The Electronics Graveyard: Guiyu, China
Have you ever wondered what happens to your computer at the end of its life cycle? If you recycle with an irresponsible company, it might end up in a place like Guiyu, China.
Amidst piles of discarded computers, televisions, telephones, and other electronics, workers struggle to make a living picking apart plastics, toners, and metals. Toxic smoke fills the air because even though fire and acid are the cheapest ways to extract metals, they release toxins into the air, ground, and water. Ash rivers flow through the city, contaminating the water and leading to health and digestive problems. The problem is so severe that water now has to be imported, something the residents can ill-afford. People living in the city are found to have dangerously high levels of lead in their blood and increased cases of cancer and miscarriages.
Guiyu, often referred to as the “e-waste capital of China” (and possibly the world), is one of the most popular dumping places in the world for used electronics. Electronic waste is brought in by the truckload, and workers earn $8.00 a day or less picking them apart. The work may be dangerous and illegal, but the workers need the money.

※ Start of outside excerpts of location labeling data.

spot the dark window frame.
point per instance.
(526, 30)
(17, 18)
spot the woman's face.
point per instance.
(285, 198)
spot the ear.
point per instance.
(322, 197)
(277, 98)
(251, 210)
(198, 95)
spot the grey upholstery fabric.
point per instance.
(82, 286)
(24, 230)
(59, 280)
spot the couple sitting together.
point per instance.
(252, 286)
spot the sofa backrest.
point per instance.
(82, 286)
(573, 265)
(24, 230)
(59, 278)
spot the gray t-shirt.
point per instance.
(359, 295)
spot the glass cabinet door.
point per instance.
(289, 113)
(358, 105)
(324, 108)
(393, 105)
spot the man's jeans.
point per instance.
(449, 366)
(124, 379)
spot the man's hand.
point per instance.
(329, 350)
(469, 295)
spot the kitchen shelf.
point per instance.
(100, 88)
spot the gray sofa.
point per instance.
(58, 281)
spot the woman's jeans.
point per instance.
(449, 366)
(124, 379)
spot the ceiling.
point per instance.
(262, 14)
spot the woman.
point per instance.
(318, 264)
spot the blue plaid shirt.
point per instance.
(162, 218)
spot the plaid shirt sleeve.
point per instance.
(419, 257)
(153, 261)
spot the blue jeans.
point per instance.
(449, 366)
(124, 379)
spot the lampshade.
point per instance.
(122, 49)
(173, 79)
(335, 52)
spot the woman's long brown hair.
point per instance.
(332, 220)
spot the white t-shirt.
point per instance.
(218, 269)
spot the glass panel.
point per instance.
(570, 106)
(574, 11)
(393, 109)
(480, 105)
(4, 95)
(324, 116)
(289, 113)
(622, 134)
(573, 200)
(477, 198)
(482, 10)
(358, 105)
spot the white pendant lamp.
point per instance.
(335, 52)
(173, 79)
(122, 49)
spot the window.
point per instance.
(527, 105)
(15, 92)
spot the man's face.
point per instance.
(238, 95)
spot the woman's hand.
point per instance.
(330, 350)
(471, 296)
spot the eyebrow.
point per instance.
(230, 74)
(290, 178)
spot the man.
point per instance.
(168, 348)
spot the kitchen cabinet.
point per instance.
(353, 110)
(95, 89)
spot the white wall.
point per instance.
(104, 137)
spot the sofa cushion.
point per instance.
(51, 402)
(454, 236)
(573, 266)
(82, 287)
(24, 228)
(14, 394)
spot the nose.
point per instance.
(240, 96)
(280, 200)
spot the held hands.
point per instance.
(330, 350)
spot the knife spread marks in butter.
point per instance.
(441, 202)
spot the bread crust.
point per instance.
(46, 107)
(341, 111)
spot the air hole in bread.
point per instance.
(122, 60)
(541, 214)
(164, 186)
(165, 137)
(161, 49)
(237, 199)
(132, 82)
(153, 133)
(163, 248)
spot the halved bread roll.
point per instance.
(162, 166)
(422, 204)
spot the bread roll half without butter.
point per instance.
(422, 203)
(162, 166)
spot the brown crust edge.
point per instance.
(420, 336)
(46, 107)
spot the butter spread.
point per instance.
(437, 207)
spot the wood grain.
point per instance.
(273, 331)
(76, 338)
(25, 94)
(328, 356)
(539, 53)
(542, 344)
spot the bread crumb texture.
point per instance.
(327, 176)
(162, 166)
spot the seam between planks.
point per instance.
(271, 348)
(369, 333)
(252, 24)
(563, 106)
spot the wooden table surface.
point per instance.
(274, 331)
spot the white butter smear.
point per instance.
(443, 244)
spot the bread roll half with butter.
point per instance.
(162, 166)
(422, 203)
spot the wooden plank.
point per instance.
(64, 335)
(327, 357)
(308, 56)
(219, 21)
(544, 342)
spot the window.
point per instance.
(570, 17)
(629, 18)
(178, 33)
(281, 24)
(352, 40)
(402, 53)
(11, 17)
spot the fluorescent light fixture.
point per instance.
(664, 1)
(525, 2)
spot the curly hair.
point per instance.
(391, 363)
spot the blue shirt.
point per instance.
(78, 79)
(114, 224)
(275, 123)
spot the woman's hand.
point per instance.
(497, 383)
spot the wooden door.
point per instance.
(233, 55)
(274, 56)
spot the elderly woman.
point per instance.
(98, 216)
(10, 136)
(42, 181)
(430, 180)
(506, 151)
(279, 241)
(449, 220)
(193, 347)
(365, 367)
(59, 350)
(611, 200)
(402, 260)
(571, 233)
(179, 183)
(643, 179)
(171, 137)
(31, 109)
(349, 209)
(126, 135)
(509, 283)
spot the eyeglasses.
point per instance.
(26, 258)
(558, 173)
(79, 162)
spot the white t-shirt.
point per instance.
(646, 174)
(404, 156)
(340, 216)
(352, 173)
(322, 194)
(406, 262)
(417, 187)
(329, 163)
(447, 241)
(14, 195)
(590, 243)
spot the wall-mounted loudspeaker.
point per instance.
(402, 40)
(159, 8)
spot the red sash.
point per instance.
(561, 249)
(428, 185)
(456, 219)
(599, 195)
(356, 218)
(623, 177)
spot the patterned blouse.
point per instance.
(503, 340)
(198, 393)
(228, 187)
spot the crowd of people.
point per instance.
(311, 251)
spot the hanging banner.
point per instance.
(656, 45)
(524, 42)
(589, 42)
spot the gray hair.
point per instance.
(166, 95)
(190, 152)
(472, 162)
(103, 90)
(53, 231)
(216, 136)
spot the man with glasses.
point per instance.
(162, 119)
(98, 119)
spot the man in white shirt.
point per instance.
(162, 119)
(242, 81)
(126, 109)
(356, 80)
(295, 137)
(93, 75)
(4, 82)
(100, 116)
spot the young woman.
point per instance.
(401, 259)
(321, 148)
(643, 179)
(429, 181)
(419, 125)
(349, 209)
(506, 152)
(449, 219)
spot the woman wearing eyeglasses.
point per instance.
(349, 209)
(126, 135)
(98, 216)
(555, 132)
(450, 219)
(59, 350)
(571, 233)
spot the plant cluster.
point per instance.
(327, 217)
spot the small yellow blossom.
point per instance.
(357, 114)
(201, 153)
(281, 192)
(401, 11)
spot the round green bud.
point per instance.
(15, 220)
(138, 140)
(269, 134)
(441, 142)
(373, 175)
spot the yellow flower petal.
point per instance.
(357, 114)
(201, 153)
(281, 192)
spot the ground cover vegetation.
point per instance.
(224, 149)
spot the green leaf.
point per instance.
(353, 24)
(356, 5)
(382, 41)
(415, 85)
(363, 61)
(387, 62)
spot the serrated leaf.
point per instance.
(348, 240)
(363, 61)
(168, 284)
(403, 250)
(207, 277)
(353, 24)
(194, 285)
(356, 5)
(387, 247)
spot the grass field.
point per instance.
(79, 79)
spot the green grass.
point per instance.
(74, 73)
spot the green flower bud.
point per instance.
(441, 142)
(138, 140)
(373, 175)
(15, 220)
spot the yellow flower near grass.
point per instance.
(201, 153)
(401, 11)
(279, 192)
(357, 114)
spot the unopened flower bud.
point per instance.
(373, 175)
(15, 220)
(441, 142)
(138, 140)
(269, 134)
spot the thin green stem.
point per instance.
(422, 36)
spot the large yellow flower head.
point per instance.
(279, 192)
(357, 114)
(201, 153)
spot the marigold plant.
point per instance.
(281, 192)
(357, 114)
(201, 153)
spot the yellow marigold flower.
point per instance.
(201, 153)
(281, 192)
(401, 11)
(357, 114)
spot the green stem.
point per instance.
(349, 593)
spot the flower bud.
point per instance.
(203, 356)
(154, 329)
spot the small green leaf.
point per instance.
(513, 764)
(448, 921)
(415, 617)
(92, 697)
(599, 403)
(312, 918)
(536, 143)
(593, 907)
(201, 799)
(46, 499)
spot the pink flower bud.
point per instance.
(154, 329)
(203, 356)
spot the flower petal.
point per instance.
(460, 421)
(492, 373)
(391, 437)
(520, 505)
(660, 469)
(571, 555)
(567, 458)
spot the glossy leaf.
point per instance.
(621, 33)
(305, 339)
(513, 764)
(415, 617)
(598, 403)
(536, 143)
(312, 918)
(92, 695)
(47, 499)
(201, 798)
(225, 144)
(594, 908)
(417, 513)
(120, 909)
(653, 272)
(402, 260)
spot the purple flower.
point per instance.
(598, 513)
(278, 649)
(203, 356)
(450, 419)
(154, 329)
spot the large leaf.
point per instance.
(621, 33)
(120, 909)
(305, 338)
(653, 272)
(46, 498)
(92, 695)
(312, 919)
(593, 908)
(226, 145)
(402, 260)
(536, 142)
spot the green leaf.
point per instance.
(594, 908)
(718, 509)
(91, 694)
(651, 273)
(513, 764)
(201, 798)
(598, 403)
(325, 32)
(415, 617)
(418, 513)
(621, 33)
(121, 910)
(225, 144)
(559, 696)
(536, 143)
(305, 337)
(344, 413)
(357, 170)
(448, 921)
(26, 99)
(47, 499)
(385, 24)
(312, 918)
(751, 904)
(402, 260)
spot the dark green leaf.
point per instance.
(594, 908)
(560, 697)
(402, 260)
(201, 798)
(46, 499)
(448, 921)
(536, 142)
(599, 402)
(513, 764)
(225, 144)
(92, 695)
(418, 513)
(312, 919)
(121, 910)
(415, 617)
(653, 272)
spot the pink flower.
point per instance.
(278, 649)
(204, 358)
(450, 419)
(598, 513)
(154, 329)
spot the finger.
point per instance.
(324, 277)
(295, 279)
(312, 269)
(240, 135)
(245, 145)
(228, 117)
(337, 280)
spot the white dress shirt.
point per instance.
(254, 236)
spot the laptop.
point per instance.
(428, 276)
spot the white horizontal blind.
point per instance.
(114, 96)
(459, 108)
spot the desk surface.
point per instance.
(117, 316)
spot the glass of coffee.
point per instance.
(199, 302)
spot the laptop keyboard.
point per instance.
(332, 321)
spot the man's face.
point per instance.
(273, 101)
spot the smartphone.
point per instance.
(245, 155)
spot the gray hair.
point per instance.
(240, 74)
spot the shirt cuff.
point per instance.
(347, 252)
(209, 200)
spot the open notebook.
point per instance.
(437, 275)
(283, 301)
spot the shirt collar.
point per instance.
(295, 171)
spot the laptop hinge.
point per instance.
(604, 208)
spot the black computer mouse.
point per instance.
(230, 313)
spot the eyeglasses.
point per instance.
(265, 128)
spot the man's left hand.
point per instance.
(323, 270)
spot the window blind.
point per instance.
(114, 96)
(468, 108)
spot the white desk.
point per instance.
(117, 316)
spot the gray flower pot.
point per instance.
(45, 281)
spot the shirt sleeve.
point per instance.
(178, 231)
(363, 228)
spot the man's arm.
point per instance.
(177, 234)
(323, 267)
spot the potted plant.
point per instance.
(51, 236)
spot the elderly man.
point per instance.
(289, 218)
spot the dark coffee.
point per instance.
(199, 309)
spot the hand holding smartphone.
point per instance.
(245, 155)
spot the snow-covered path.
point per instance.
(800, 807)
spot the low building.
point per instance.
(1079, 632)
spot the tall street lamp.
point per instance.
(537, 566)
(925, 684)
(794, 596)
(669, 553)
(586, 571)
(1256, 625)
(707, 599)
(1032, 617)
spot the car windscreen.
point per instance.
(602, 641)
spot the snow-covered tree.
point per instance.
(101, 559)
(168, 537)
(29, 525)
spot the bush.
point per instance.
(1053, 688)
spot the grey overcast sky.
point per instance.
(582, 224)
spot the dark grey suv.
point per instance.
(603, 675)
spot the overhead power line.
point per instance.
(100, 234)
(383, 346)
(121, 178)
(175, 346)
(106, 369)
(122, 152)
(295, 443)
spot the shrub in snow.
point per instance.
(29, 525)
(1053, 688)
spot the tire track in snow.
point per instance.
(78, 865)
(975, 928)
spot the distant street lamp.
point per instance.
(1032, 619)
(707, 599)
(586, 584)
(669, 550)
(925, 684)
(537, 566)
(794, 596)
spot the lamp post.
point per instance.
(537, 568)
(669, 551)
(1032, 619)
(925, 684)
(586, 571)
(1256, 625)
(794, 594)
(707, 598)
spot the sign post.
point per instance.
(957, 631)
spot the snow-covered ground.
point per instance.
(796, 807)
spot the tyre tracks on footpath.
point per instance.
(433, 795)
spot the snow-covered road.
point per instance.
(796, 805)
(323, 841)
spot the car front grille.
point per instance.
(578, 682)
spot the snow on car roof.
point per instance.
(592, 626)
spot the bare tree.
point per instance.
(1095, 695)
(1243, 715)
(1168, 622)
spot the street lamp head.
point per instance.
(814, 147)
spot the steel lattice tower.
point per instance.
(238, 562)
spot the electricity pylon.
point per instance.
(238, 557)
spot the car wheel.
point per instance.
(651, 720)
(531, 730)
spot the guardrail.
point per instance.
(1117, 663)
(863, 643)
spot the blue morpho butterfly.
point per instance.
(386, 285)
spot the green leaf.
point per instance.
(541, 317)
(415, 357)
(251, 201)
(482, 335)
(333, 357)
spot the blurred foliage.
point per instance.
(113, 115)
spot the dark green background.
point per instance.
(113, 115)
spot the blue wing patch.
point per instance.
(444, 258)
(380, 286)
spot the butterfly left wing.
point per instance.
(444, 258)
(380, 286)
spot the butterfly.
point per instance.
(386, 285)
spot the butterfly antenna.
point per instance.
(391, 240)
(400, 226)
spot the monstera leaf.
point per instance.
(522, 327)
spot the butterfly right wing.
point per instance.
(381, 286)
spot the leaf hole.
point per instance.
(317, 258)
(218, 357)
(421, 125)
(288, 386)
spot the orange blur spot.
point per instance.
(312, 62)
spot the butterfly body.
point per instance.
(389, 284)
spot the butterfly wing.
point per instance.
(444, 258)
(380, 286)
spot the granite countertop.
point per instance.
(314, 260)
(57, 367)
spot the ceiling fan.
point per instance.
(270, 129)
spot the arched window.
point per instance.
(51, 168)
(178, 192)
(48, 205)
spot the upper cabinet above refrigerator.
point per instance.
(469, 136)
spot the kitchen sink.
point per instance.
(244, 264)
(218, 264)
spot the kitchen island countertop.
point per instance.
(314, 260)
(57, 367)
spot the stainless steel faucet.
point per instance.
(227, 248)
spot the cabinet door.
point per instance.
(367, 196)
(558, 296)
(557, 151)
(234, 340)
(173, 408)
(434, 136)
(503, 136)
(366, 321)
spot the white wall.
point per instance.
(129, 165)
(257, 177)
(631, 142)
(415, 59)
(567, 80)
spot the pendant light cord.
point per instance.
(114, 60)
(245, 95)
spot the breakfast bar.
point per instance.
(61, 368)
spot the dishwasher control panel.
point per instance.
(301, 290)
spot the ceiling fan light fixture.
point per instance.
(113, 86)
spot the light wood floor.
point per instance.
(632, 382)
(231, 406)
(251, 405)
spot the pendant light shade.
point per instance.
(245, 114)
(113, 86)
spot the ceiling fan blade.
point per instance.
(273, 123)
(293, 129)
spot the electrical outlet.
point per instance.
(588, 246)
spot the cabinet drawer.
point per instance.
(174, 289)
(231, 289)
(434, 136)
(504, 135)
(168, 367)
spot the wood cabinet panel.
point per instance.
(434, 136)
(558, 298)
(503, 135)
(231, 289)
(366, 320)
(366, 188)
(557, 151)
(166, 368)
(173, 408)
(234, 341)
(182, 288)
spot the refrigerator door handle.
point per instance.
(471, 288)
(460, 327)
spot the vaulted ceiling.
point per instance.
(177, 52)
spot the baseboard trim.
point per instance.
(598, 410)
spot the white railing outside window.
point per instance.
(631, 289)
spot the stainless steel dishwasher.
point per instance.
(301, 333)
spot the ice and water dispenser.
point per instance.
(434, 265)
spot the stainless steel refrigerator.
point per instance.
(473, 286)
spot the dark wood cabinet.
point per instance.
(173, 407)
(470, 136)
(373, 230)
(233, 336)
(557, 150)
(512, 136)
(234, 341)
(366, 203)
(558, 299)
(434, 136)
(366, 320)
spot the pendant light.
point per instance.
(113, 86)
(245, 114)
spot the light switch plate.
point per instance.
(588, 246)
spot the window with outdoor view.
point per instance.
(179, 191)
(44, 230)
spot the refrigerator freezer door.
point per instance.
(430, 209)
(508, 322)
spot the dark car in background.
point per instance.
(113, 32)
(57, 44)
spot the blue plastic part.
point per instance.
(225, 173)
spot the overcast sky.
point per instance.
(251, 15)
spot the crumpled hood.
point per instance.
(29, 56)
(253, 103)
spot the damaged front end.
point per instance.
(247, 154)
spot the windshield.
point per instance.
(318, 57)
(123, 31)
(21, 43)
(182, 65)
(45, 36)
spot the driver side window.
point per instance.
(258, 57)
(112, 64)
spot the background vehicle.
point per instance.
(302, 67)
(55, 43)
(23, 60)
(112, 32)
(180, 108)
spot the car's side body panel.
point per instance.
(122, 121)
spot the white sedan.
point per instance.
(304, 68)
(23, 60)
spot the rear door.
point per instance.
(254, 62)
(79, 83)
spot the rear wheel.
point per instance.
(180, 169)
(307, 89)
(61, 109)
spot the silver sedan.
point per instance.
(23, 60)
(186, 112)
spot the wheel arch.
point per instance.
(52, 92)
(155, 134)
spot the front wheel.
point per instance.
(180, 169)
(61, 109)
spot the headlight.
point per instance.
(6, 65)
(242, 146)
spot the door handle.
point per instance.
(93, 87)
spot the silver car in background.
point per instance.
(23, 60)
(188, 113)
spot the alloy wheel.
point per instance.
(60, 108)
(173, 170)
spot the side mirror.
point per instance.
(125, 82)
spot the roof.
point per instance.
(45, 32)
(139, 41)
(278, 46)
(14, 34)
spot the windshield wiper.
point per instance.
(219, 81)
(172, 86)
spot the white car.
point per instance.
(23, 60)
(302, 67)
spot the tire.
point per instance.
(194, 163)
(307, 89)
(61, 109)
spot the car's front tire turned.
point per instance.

According to Greenpeace, limited investigations have shown the alarming effects of these recycling methods. Professor Huo Xia of Shantou University Medical College tested 165 Guiyu children for the lead concentrations in their blood. Of those tested, 82 percent had levels of over 100, which is considered unsafe by experts. The average reading was 149. This can impact the IQ and physical development of the children, and lead to serious health concerns later on in life.
The Chinese government has been trying to shut down these e-waste dumps, but the problem is out of control and there isn’t much they can do about it.
Companies export e-waste to foreign countries mainly for financial reasons. It is approximately 10 times cheaper for recyclers to export their e-waste to China than it is to recycle it in the U.S., according to the U.S. Environmental Protection Agency (EPA). This is because the U.S. has stricter laws and standards for the workers and the environment, which provides little incentive for some recyclers to use responsible methods.In 2008 the U.S. government set up a sting operation and found over 42 American companies willing to sell their e-waste to Hong Kong. Several claimed to dispose of it in the U.S. on their website.
How do you find a company that recycles responsibly? One way is to make sure that it is certified. These companies follow a set of standards, remain accountable for the products recycled, and never ship their products overseas.